Citing a Frost & Sullivan report, Zhangmen claims to have been the largest online K-12 one-on-one after-school tutoring service provider in China by gross billings since 2017, with a 31.9% market share in 2020, more than the rest of the top 10 players combined. The retention rate for its flagship product, Zhangmen One-on-One, was over 80%, with more than half the gross billings for first-time paid student enrollments generated by referrals.
A small-class product was introduced in the third quarter of 2020 and Zhangmen ended the year as the third-largest operator in this segment. Classes typically have no more than 25 students who are grouped based on geographical location and then assigned teachers familiar with the curriculum and examination requirements in their specific areas.

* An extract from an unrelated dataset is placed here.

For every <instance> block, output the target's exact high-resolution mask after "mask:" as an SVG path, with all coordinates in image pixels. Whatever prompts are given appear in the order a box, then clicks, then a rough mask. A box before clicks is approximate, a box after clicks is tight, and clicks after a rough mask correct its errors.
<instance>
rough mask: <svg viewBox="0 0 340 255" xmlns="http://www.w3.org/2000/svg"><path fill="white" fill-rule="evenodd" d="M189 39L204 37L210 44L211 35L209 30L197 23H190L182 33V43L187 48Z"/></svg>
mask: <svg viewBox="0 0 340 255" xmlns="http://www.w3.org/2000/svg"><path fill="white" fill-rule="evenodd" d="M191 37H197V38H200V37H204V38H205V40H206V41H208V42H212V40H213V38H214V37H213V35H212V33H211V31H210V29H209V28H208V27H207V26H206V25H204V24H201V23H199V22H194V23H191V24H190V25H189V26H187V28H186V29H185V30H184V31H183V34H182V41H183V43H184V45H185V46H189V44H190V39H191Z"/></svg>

Zhangmen has digitalized and centralized key operations and functions, including student acquisition and conversion, curriculum development, and teacher management. The aim is to realize efficiencies with scale, while offering consistency across different products. In the first quarter of 2021, 69% of students enrolled in the Zhangmen Kids program had continued to Zhangmen One-to-One.
Paid student enrollments for one-on-one tuition reached 544,813 in 2020, up 43.2% year-on-year. The first quarter 2021 total was 133,601, up 52.2%. In the small class segment, there were 294,397 enrollments in the first quarter, compared to 91,260 in the third quarter of 2020.
Gross billings for online K-12 after-school education in China came to RMB85.5 billion in 2020 and are expected to hit RMB414 billion in 2025. Over the same period, the one-to-one segment is projected to grow from RMB14.7 billion to RMB51.5 billion and the small-class segment from RMB2.5 billion to RMB81 billion.